Y ésta, la corbata…; y ésta, la nariz. —¡Oh! —exclamó Ana María, fingiendo una gran decepción—. ¡Yo creí que era una trompeta! Quique se enfadó. —Es la nariz —dijo—. Los payasos tienen la nariz «así» de grande. —Y abrió los brazos estirando la punta de los dedos como si quisiera abarcar todo el universo. —Pues es una nariz que parece una trompeta —insistió Ana. Se oyó entonces el galope de unas botas de fútbol por el corredor. Alberto apareció en escena, derribó a su hermano y saltó sobre su madre, enlazándole el cuello con los brazos y la cintura con las piernas, como un joven chimpancé que trepa por un árbol. —¡No quiero que me beses así! ¡Me haces daño! Alberto apretó con más fuerza. Ana María se enfadó. —¡Suéltame! ¡Te digo que me haces daño! Alberto soltó su presa y se quedó ante su madre con aire mustio y desconsolado. Tenía las rodillas como un revuelto de huevos y tomate, antes de cuajar; el pelo como si jamás hubiera sido domado por un peine, y los labios y la barbilla con recuerdos próximos y certeros del chocolate de la merienda. —¿Cómo quieres que te besemos entonces? —preguntó indignado. Ana María se frotó la nuca, dolorida, y tuvo que hacer un gran esfuerzo para no reírse al ver la profunda decepción de Alberto, que por lo visto no concebía más abrazos que los del catch-ascatch-can. —Así… Mira… las manos quietas. —Y colocó las de su hijo en actitud de firmes—. Y ahora, así… —¡Anda! —exclamó Alberto—. ¡Qué cursilada! Ana empujó a su primogénito hacia el cuarto de baño y comenzó a preparar el agua oxigenada, las vendas y unas gasas que extrajo con sumo cuidado de una redonda caja metálica con una cruz blanca sobre la cubierta. Alberto se sentó en la tapa del retrete, y Quique se introdujo dentro de la bañera vacía para observar mejor la operación. —Es una vergüenza el poco respeto que me tenéis —comentó. Alberto la miró extrañado. —¡Claro que no! —dijo muy serio—. A papá le tenemos respeto; pero a ti, no. ¡Para eso eres nuestra madre! Y comprendiendo que su sentencia estaba incompleta, añadió, mientras golpeaba con el puño sobre sus piernas: —¡A ti te queremos! Quique juzgaba a su hermano mayor como un Sócrates de pantalón corto, pozo de toda la sabiduría del mundo, y le pareció de perlas la distinción hecha por su hermano.

—Claro, mamá, a ti te queremos —corroboró. —¡Aaayyy! —gritó Alberto, a quien el agua oxigenada molestaba, aun antes de rozarle las rodillas.

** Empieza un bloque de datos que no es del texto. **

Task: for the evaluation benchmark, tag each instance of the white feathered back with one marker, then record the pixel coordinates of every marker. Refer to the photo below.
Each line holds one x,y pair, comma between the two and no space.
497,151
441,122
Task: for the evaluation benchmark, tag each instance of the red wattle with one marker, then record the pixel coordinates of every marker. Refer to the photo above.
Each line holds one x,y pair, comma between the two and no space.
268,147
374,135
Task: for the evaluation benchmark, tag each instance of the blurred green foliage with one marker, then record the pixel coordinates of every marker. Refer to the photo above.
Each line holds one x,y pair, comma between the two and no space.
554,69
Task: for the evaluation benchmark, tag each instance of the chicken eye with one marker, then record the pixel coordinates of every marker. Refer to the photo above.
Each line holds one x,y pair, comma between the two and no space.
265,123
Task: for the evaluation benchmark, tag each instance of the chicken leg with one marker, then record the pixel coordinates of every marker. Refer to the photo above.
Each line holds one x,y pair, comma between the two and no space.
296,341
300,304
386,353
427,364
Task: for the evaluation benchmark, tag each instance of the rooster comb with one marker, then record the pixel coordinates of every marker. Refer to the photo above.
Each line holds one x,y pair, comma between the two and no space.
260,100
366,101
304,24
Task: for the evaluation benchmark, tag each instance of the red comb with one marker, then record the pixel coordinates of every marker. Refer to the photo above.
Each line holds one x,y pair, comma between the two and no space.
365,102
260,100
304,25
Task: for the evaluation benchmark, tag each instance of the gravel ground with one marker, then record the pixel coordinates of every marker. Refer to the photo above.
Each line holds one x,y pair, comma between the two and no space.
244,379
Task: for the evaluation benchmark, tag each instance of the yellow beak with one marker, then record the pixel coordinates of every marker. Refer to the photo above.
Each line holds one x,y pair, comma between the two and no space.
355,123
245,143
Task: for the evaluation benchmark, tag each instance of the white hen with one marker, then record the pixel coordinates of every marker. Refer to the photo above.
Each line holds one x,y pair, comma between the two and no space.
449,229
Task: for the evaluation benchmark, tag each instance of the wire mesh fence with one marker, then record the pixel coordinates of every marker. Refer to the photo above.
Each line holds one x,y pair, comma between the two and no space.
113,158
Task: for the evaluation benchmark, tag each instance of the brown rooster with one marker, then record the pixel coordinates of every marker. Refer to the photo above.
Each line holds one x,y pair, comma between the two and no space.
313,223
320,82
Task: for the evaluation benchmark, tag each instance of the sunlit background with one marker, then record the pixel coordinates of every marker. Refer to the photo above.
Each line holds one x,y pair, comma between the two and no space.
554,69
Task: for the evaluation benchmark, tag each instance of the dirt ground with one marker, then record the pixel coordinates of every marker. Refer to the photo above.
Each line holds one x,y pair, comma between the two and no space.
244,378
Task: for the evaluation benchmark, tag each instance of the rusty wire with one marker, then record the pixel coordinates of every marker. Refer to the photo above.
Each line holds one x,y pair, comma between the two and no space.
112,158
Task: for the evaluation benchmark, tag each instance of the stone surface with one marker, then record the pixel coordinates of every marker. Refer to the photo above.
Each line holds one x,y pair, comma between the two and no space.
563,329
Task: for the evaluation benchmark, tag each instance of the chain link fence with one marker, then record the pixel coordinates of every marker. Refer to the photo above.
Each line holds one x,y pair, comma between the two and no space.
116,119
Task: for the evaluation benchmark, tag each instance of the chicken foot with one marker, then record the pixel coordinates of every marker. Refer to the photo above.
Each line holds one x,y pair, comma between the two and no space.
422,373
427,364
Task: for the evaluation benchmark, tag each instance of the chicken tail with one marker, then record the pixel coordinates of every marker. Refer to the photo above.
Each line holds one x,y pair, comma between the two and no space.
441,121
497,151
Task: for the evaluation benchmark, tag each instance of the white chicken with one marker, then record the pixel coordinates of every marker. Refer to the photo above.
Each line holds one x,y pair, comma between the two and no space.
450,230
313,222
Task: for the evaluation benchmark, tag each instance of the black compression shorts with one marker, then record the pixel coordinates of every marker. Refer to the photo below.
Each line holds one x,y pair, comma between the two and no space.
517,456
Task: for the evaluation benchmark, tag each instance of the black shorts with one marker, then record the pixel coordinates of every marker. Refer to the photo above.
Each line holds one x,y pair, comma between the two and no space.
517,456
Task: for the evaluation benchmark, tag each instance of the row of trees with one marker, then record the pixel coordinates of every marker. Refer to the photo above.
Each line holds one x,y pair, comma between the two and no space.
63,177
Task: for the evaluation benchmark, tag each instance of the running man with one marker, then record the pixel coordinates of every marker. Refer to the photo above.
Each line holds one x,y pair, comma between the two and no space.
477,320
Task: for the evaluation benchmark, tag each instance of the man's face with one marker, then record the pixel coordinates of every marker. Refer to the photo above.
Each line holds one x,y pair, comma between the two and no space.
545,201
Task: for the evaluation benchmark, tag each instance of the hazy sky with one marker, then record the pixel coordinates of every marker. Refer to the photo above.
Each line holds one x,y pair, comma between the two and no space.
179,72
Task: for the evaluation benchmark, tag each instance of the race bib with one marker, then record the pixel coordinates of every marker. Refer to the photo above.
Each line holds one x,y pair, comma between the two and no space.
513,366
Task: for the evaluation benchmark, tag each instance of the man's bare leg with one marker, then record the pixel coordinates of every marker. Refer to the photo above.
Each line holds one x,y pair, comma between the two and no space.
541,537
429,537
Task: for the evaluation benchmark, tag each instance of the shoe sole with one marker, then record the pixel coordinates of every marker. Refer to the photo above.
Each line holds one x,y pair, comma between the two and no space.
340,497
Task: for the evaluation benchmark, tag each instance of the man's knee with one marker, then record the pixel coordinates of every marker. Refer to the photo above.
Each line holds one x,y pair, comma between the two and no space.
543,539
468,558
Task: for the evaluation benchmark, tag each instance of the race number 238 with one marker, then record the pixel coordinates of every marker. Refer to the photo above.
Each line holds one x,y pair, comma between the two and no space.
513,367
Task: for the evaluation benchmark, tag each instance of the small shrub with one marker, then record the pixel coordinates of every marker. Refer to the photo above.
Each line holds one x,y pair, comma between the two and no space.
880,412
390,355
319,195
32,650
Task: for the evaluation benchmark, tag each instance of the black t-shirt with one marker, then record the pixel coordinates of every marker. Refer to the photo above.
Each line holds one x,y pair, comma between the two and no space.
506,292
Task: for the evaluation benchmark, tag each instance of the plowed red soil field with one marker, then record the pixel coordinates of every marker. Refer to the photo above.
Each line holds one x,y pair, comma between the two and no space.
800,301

Y entonces empezó una lucha entre Ana, por mantenerle las piernas quietas, y Alberto, que tan pronto reía porque el líquido le hacía cosquillas en los bordes de las heridas o gritaba que «¡en el centro, no!» porque le hacía daño, o lloriqueaba diciendo que la culpa era de su madre por no haberle comprado unas rodilleras al saber que lo habían nombrado portero del equipo de fútbol de su clase. De pronto, Quique oyó unos pasos; se salió de la bañera y fue corriendo hacia el pasillo. Se oyó la voz de Quique. —¡Papá, mira el payaso que he pintado! Y la voz de Enrique: —¡Estupendo! Lo que más me gusta es la nariz. —¡Pero, papá, si no es la nariz! ¡Es una trompeta!